Titel: Weisser Oleander Kostenlos Bücher Online Lesen
Autoren: Janet Fitch
Vom Netzwerk:
blassgrün, mauve, taupe. Links Shorts und dünne Pullis. Zuunterst Seidentücher. Ihre Wintersachen lagen zusammengefaltet und luftdicht verpackt in verschließbaren Kleidersäcken im obersten Fach des Wandschranks.
    Dieser Drang nach Ordnung und Ritualen war eines der Dinge, die ich an Claire besonders mochte, ihre festen Kalender und Regeln. Sie wusste genau, wann es Zeit war, die Winterkleidung wegzuräumen. Das gefiel mir.
    Ihr Ordnungssinn, anmutig und ein bisschen verschroben, kleine Geheimnisse, die nur Frauen kannten, Lingerie-Säckchen und farblich passende Wäsche. Sie warf die Unterwäsche, die ich von Starr bekommen hatte und die inzwischen voller Löcher war, weg und kaufte mir in einem Kaufhaus alles neu; dabei diskutierte sie mit der ältlichen Verkäuferin über die Passform der BH s. Ich hätte gern Satin und Spitze genommen, in Schwarz und Smaragdgrün, doch Claire wies meine Vorschläge sanft, aber bestimmt zurück. Ich tat so, als sei sie meine Mutter, und jammerte ein bisschen herum, bevor ich mich schließlich fügte.

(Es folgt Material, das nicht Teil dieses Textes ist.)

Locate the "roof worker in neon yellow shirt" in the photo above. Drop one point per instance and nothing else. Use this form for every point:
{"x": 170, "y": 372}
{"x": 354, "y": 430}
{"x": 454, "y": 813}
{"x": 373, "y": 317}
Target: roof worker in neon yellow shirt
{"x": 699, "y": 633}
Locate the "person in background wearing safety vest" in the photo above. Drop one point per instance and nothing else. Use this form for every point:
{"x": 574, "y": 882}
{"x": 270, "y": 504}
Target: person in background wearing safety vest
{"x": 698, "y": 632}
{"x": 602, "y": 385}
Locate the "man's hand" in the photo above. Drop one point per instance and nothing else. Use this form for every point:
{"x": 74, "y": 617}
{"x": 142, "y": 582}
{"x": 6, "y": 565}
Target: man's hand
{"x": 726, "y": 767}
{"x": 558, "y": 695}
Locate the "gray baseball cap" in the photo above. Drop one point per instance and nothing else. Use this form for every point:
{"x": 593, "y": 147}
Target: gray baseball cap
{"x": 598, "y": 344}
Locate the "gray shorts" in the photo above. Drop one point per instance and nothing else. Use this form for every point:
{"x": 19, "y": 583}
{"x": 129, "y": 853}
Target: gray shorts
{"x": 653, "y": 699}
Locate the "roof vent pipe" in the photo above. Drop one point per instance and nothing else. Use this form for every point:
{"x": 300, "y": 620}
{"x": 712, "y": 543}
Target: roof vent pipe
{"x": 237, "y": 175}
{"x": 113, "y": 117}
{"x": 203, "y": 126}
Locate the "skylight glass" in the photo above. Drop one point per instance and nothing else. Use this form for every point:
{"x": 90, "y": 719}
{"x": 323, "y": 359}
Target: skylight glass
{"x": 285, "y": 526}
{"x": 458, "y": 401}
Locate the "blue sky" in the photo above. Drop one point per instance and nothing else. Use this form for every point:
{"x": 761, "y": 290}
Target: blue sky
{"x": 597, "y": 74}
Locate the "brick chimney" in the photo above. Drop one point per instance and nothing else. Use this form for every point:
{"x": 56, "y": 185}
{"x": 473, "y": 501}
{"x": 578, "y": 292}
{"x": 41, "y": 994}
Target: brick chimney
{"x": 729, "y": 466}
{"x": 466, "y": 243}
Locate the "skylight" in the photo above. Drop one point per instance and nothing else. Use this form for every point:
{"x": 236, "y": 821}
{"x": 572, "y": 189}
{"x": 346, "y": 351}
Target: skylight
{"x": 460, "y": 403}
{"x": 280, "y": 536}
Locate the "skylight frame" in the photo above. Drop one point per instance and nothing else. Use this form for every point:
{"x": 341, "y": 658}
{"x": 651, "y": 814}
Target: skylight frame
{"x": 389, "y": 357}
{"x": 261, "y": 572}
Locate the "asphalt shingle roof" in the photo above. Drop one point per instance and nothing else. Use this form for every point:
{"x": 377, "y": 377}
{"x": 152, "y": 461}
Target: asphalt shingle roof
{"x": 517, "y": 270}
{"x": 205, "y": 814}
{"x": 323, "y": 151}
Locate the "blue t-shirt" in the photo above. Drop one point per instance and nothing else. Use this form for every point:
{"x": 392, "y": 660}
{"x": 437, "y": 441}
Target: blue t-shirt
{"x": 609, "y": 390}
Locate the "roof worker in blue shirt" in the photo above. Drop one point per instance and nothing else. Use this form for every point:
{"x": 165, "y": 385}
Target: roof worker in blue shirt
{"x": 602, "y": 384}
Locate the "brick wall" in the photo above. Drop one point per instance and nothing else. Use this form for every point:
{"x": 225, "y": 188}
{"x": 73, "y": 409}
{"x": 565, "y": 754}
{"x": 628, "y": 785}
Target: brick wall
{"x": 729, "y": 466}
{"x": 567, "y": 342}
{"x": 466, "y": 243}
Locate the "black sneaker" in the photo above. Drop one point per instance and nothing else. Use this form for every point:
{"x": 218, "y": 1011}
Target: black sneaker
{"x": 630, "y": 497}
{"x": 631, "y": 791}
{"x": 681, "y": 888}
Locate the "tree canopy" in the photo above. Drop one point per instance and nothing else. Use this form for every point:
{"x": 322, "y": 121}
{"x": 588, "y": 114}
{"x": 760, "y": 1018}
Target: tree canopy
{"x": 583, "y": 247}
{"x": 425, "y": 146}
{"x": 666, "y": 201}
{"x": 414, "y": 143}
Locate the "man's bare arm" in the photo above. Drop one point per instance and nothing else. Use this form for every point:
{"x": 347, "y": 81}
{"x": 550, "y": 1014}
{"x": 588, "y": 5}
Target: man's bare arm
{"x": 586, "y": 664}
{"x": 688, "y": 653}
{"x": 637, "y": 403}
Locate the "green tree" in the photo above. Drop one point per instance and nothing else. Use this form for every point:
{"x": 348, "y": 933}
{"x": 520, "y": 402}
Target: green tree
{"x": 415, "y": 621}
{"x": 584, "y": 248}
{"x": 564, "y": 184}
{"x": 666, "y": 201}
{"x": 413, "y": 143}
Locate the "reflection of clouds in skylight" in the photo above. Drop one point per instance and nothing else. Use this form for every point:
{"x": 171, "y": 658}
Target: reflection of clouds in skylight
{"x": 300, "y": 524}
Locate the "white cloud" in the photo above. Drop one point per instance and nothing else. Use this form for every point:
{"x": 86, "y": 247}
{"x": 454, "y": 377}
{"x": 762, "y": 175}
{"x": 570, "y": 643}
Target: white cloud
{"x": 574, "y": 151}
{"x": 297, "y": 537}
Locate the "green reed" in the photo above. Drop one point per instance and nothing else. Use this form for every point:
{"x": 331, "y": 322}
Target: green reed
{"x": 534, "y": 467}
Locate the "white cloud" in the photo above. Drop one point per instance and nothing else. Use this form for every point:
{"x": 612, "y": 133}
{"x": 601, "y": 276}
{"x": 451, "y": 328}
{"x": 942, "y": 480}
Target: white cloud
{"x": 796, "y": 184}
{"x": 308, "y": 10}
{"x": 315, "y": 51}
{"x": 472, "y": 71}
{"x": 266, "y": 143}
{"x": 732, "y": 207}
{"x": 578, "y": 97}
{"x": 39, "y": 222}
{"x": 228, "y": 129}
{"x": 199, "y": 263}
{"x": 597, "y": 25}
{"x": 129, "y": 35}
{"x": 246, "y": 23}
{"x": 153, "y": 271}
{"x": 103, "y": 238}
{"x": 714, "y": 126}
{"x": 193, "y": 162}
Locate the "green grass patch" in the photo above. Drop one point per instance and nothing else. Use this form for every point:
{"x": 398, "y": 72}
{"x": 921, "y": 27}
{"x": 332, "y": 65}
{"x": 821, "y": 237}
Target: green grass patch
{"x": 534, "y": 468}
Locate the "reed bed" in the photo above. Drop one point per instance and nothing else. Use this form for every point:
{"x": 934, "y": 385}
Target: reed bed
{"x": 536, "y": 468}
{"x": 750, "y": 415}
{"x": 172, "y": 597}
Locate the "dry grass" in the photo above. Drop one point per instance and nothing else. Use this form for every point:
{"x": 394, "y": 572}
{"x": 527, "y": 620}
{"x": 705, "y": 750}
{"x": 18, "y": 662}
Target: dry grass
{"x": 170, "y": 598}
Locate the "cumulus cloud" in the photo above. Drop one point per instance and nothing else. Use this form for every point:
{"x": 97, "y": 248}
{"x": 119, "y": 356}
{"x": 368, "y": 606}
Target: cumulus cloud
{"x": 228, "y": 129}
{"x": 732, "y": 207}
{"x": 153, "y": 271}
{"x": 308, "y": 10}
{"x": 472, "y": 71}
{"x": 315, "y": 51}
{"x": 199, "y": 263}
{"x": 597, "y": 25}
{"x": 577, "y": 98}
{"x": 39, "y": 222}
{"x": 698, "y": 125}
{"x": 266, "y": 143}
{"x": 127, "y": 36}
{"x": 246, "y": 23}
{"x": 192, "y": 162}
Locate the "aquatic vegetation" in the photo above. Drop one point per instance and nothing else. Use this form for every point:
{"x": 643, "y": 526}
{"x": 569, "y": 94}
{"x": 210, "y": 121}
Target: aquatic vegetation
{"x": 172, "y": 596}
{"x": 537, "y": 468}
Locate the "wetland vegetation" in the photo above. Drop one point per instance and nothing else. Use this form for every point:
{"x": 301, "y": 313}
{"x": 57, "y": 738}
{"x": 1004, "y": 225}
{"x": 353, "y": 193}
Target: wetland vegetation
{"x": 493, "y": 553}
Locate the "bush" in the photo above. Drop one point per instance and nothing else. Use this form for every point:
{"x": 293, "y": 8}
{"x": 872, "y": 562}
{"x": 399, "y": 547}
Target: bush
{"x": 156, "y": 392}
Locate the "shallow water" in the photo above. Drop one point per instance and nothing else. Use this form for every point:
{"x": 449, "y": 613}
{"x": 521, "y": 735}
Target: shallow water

    Claire hatte neue Fotos von sich machen lassen, Porträtaufnahmen für ihre Schauspielermappe. Wir fuhren nach Hollywood, um sie in dem Laden auf dem Cahuenga Boulevard abzuholen. Auf Fotos sah sie ganz anders aus, konzentriert, lebhaft. Im wirklichen Leben war sie dünn und verträumt, voller komischer Ecken und Kanten wie eine Mademoiselle von Picasso. Der Fotograf, ein alter Armenier mit einem halb geschlossenen Auge, meinte, ich solle auch Fotos von mir machen lassen. »Sie könnte als Model arbeiten«, sagte er zu Claire. »Ich hab schon schlechtere gesehen.«
    Ich fuhr instinktiv mit der Hand an die Narben auf meinem Kinn. Konnte er denn nicht sehen, wie hässlich ich war?
    Claire lächelte und strich mir über das Haar. »Würdest du das gerne?«
    »Nein«, sagte ich so leise, dass der Fotograf es nicht hören konnte.
    »Wir werden darüber nachdenken«, meinte Claire.
    Auf dem Weg zurück zum Auto in der Hitze eines taubenflügelblassen Nachmittags kamen wir an einem Alt-Hippie vorbei. Grauhaarig, einen grünen Seesack vor die Brust geschnallt, bettelte er die Leute um Geld an. Die Passanten drängten sich an seinem ausgestreckten Pappbecher vorbei und überquerten die Straße. Er war nicht einschüchternd genug für diese Art Arbeit. Ich musste daran denken, wie ich selbst auf dem Parkplatz des Spirituosenladens gebettelt hatte, doch es war nicht das Gleiche gewesen. Ich war kein Alkie, keine Drogenabhängige. Ich war erst fünfzehn. Er hatte es sich selbst eingebrockt.
    »Bitte«, sagte er, »helfen Sie einem armen Mann in Not.«
    Ich wollte schon die Straße überqueren, um dieser Vogelscheuche zu entkommen, doch Claire sah ihn an. Sie brachte es nicht fertig, Leute zu ignorieren.
    »Haben Sie was Kleingeld übrig, Lady? Auch das kleinste bisschen würde helfen.«
    Die Ampel schaltete auf Grün um, doch Claire achtete nicht darauf. Sie kramte in ihrer Handtasche herum und suchte Kleingeld zusammen. Sie würde nie lernen, wie man mit Pennern umging; dass sie sofort an einem klebten wie Rizinussamen, wenn man ihnen auch nur die kleinste Nettigkeit erwies. Claire sah bloß, wie dünn er war, dass er hinkte, weil ihn wahrscheinlich mal ein Auto angefahren hatte, während er an den Ampeln bettelte. Meine Mutter hätte ihm vermutlich angeboten, ihn vor den nächsten Bus zu stoßen, doch Claire hatte Mitleid. Sie glaubte an die Seelengemeinschaft aller Menschen.
    Der Hippie steckte sich das Geld in die Tasche. »Sie sind ein guter Mensch, Lady. Die meisten schauen einem Mann ja nicht mal in die Augen, wenn er ganz unten ist.« Dabei sah er mich anklagend an. »Es ist mir egal, ob mir jemand was gibt oder nicht. Ich will bloß, dass mir die Leute in die Augen sehen, verstehen Sie, was ich meine?«
    »Das verstehe ich«, sagte Claire mit einer Stimme, die nach kühlem Wasser und weichen Händen klang.
    »Ich hab mein ganzes Leben lang hart gearbeitet, doch dann hab ich mir das Kreuz verrenkt, verstehen Sie. Während der Arbeit hab ich nie getrunken. Nie.«
    »Da bin ich sicher.« Die Ampel wurde wieder rot. Am liebsten hätte ich sie auf die belebte Straße gezogen. Überall, wo wir hingingen, erzählten die Leute Claire ihre traurigen Lebensgeschichten. Sie konnten ihr ansehen, dass sie viel zu höflich war, um einfach weiterzugehen. Er kam näher. Wahrscheinlich war sie seit Tagen der erste normale Mensch, der ihm zuhörte.